Upon arrival at the competition, their first pool test of Stinky was a disaster. The craft developed serious leaks, including leaks in the onboard control housing, but they developed a unique, and very funny solution to the problem of the leaking control module. The MIT team also experienced severe problems with their ROV after it was damaged during cross-country shipping to the competition.
Incredibly, the Carl Hayden team won the competition, narrowly beating MIT, although the judging was somewhat subjective, despite a large part of the overall score being derived from underwater ROV tests. Carl Hayden's great victory in the competition was not met by parades and ceremonies when they got home. After all, this isn't football, it's science, and in American education, science often takes a back seat to sports.
The victory by the Carl Hayden robotics team did have a big impact on the school in the long run, however. The school continues to compete successfully on the national level in robotics competitions, inspiring other Carl Hayden students to excel, like Dulce Matuz, named one of the world's most influential people by Time Magazine. As President of the Arizona Dream Act Coalition she is working towards immigration policy reform in the state and country. Quite a large portion of the film is about the failures of American immigration policy. One educator in the film is quoted as saying this policy looks as if it was crafted by terrorists intent on damaging the United States.
While this film is inspiring and educational in many ways, the structure of the film is awkward. All the parts are there, but the way the film is edited, the various themes of the films don't fit together very well. The timeline of the film is quite jagged, especially in the way it opens. The film attempts to show the untapped potential of many students, especially in the sciences, and to tie that specifically to immigration policy. In fact, the students in most of the country, no matter what the color of their skin, or ethnic background or immigration status, are not being well served by public educational institutions in general, especially in math and science.

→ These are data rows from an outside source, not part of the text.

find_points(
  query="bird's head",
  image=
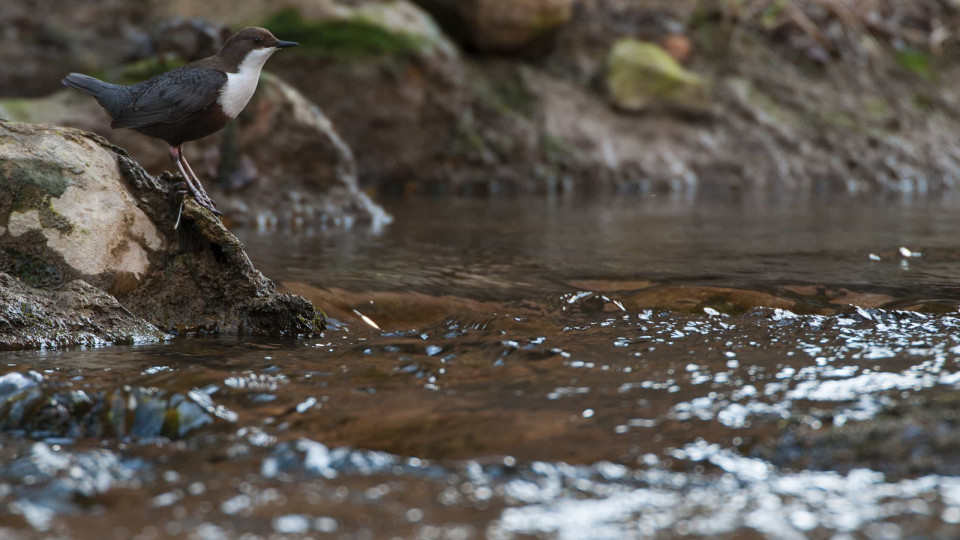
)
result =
(252, 44)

This film gives the impression that this is a poor school on the edge of the desert, but it is actually a large (2,200 students) big city school, just west of downtown Phoenix, part of the Phoenix school system. The school has outstanding educational and sports programs. The school underwent a $22 million renovation six years ago. Its students benefit from an educational grant from The Arthur M. Blank Family Foundation and scholarships from the Maecenas Fund, no doubt in part due to the success of the school's robotics teams. A lot of U.S. students would benefit if they could go to a school this good.
The film's message about the educational failings of public schools in this country are universal, but they don't come across that way. The film's message about immigration reform is a powerful one, but it comes across as almost a separate movie from the robotic team segment about students inspired to do great things. This movie has it all, but the toughest thing to accomplish in a documentary film is in fitting all these unscripted scenes together into a cohesive whole, like a jigsaw puzzle, and in this area, the film falls short. Even so, it is a powerful, inspirational film which demonstrates there is a vast untapped reservoir of human potential in this country. This film rates a B.